Installing MakeHub...
./make_hub.py


## Data preparation Blobtools

Do **not** attempt to do this in a user instance of the AppHub! The data is way larger than your maximum home directory size. The database has been prepared at alphafold_data for you.

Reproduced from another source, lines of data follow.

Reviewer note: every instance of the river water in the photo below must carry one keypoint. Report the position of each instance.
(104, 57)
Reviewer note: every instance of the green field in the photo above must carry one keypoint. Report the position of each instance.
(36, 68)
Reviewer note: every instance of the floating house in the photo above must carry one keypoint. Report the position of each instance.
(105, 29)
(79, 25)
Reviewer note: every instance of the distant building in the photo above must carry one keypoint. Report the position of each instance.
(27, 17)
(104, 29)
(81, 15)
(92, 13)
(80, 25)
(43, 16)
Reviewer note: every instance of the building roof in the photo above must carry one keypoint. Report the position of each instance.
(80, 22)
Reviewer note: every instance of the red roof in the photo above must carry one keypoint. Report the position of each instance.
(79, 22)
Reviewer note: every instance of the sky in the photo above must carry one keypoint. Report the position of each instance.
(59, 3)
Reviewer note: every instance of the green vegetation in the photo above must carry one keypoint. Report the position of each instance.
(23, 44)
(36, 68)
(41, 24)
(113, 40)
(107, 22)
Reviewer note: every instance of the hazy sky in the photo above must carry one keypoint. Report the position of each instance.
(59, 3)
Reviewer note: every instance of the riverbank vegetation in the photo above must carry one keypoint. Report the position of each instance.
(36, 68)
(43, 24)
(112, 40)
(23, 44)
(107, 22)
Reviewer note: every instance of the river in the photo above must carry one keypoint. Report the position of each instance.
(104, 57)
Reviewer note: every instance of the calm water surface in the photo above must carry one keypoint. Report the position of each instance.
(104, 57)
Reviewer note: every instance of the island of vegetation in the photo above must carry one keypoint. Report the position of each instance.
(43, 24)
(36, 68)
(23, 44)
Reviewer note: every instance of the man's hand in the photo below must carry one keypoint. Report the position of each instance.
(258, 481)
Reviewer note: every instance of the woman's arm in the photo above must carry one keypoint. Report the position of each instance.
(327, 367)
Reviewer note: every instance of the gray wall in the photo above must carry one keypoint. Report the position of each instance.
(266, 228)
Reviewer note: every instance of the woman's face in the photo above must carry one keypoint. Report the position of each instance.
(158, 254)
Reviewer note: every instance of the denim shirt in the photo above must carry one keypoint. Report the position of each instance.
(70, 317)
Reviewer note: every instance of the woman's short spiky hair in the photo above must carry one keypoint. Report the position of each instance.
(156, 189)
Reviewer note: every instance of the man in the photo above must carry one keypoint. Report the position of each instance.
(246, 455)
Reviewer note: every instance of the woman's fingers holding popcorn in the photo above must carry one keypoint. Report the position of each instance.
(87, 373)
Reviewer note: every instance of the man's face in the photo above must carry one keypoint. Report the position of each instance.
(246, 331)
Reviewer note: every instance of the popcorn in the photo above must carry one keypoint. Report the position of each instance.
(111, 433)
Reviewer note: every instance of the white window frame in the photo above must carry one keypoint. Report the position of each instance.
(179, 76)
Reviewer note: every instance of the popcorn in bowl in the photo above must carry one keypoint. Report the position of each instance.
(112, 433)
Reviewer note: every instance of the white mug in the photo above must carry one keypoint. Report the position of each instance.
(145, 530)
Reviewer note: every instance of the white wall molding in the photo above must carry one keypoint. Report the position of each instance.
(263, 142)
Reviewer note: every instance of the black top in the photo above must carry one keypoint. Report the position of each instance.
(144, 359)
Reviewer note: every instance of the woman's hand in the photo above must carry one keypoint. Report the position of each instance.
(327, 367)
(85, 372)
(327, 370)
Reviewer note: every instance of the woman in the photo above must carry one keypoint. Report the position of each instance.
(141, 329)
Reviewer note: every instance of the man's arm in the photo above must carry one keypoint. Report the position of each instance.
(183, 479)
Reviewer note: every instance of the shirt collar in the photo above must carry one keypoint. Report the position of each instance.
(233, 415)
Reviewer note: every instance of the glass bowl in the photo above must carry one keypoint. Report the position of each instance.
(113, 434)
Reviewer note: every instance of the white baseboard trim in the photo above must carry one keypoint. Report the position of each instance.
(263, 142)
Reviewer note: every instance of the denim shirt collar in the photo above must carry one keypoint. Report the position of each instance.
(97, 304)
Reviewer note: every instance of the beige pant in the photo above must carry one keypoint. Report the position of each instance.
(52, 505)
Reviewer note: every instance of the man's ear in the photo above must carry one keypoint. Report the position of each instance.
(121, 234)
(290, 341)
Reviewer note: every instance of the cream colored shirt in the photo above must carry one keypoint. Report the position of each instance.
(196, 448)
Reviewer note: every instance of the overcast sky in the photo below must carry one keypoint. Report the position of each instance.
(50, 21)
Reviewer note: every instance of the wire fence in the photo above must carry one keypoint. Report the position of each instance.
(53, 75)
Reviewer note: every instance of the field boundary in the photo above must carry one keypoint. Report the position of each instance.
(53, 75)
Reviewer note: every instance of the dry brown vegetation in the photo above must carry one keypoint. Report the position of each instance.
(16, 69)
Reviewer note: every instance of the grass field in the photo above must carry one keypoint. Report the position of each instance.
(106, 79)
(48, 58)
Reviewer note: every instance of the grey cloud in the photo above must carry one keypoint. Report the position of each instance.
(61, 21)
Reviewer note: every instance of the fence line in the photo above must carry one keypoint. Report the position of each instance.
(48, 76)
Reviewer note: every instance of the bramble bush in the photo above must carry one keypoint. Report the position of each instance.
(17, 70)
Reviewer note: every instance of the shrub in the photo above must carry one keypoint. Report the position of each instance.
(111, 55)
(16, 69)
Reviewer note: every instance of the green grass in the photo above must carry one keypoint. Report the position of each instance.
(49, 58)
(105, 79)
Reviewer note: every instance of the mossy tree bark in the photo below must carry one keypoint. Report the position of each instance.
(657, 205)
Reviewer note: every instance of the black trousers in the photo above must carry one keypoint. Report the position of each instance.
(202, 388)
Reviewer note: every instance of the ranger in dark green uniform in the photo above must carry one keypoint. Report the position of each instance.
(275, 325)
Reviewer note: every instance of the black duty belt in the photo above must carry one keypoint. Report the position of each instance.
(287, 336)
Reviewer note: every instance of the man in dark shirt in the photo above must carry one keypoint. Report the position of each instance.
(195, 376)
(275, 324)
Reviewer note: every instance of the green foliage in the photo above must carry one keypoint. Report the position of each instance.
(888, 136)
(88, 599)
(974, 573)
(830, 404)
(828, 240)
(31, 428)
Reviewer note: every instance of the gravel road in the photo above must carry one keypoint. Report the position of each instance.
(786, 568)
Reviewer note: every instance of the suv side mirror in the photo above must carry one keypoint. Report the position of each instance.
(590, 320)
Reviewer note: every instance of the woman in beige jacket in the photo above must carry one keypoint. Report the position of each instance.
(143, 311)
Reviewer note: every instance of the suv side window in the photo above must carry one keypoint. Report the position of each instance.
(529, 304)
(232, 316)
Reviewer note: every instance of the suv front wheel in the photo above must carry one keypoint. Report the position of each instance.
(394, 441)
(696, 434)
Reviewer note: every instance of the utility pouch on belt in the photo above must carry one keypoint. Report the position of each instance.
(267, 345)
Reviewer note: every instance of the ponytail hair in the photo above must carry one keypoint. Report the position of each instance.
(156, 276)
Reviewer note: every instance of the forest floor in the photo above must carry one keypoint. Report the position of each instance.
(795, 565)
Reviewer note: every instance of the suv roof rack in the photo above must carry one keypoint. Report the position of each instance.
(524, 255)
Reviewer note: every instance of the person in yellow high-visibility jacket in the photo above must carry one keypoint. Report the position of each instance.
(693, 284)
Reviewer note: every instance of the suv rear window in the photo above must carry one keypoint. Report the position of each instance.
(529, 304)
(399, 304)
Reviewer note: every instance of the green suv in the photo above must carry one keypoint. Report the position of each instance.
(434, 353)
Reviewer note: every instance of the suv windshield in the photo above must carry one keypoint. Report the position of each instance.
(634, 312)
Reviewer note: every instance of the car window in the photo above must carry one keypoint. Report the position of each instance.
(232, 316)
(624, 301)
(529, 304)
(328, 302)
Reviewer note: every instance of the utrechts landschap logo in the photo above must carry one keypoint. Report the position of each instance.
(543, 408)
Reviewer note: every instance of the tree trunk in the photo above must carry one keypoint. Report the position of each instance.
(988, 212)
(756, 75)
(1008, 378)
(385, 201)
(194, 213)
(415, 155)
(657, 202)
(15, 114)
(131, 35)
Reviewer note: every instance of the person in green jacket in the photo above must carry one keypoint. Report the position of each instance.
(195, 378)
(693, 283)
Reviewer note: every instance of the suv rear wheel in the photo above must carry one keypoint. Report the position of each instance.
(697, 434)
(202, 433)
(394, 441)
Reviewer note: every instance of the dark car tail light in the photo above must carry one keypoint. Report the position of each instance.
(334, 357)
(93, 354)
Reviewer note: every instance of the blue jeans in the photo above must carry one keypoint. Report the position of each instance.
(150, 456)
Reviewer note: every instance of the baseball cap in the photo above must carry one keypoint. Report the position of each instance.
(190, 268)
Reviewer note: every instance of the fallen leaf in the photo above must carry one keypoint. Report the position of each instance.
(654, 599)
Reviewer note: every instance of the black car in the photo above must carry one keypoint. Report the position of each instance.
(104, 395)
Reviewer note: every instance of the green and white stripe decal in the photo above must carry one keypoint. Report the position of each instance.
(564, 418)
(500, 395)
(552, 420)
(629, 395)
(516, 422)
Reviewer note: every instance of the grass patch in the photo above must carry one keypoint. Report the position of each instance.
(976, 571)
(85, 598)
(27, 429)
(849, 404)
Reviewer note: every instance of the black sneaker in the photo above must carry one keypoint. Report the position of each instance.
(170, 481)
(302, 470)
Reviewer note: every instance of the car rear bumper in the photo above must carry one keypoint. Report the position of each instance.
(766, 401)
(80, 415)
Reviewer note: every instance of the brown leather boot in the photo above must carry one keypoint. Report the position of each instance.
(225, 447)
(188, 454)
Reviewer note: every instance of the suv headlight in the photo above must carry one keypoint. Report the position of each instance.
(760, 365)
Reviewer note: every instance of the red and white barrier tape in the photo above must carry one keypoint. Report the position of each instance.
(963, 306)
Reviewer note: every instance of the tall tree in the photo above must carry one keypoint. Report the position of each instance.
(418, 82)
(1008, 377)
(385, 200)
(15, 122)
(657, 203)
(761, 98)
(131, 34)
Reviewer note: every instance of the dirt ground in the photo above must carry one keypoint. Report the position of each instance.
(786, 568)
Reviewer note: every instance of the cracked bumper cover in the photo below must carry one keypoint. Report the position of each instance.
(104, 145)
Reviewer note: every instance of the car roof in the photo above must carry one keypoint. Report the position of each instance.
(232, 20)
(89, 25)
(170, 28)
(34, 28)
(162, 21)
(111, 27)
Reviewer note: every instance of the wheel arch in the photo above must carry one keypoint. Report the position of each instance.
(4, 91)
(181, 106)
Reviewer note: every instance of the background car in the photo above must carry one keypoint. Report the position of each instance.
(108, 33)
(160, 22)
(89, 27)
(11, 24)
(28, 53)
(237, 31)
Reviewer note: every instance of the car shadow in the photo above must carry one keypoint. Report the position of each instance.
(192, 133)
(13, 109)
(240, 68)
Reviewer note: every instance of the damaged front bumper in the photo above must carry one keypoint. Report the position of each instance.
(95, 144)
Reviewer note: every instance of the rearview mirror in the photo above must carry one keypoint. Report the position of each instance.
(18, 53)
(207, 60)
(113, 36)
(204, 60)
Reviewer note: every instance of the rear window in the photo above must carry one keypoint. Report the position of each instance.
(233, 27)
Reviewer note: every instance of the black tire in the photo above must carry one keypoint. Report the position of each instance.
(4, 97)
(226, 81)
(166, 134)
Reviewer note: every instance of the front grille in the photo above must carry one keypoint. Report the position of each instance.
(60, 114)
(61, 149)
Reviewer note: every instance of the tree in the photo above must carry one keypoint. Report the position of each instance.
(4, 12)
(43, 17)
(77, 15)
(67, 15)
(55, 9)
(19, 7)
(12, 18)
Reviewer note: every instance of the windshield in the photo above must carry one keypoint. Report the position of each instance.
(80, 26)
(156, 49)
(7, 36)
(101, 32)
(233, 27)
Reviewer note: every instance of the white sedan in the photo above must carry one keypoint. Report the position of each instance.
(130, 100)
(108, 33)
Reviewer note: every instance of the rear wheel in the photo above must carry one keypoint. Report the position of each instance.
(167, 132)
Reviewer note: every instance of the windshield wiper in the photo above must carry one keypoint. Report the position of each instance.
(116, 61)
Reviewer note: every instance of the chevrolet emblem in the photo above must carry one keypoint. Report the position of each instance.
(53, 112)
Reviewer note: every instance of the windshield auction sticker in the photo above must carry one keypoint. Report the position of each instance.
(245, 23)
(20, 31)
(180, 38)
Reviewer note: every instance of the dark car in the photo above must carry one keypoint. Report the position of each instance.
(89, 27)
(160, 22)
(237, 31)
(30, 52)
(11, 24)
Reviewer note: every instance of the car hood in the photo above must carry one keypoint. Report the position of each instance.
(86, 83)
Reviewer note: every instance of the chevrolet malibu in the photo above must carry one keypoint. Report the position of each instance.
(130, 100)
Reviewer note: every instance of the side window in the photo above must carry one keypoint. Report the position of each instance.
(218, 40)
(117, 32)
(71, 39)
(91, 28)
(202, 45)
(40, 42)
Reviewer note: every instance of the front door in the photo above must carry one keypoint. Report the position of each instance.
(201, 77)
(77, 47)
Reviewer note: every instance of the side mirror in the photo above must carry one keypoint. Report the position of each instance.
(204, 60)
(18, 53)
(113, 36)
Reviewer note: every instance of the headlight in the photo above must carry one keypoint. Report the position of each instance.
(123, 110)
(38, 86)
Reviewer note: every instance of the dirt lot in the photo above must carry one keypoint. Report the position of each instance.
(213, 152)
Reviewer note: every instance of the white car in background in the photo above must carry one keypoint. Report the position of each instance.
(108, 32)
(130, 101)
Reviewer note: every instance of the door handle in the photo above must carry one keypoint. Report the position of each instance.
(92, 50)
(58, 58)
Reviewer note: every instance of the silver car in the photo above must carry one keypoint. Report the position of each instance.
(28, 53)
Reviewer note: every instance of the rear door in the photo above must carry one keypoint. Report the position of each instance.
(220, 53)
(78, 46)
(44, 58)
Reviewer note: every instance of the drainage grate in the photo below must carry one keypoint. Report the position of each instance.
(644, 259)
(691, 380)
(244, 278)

#### Download NCBI taxdump and create nodesdb

In [None]:
%%script bash
source ${HOME}/.bashrc
wget ftp://ftp.ncbi.nlm.nih.gov/pub/taxonomy/taxdump.tar.gz -P taxonomy/ &> /dev/null
tar zxf taxonomy/taxdump.tar.gz -C blobtools_db/taxonomy/ nodes.dmp names.dmp
blobtools nodesdb --nodes blobtools_db/taxonomy/nodes.dmp --names blobtools_db/taxonomy/names.dmp

#### Download and extract UniProt reference proteomes

In [None]:
%%script bash
source ${HOME}/.bashrc
UNIPROT=./blobtools_db/uniprot_2022_07_27
TAXDUMP=./blobtools_db/taxonomy
mkdir -p $UNIPROT
wget -q -O $UNIPROT/reference_proteomes.tar.gz \
 ftp.ebi.ac.uk/pub/databases/uniprot/current_release/knowledgebase/reference_proteomes/$(curl \
     -vs ftp.ebi.ac.uk/pub/databases/uniprot/current_release/knowledgebase/reference_proteomes/ 2>&1 | \
     awk '/tar.gz/ {print $9}')
cd $UNIPROT
tar xf reference_proteomes.tar.gz

touch reference_proteomes.fasta.gz
find . -mindepth 2 | grep "fasta.gz" | grep -v 'DNA' | grep -v 'additional' | xargs cat >> reference_proteomes.fasta.gz

printf "accession\taccession.version\ttaxid\tgi\n" > reference_proteomes.taxid_map
zcat */*/*.idmapping.gz | grep "NCBI_TaxID" | awk '{print $1 "\t" $1 "\t" $3 "\t" 0}' >> reference_proteomes.taxid_map

diamond makedb -p 16 --in ${UNIPROT}/reference_proteomes.fasta.gz --taxonmap ${UNIPROT}/reference_proteomes.taxid_map --taxonnodes $TAXDUMP/nodes.dmp --taxonnames $TAXDUMP/names.dmp -d ${UNIPROT}/reference_proteomes.dmnd
cd -

## Data preparation BRAKER2

Do **not** attempt to do this in a user instance of the AppHub! The data is way larger than your maximum home directory size. The database has been prepared at alphafold_data for you.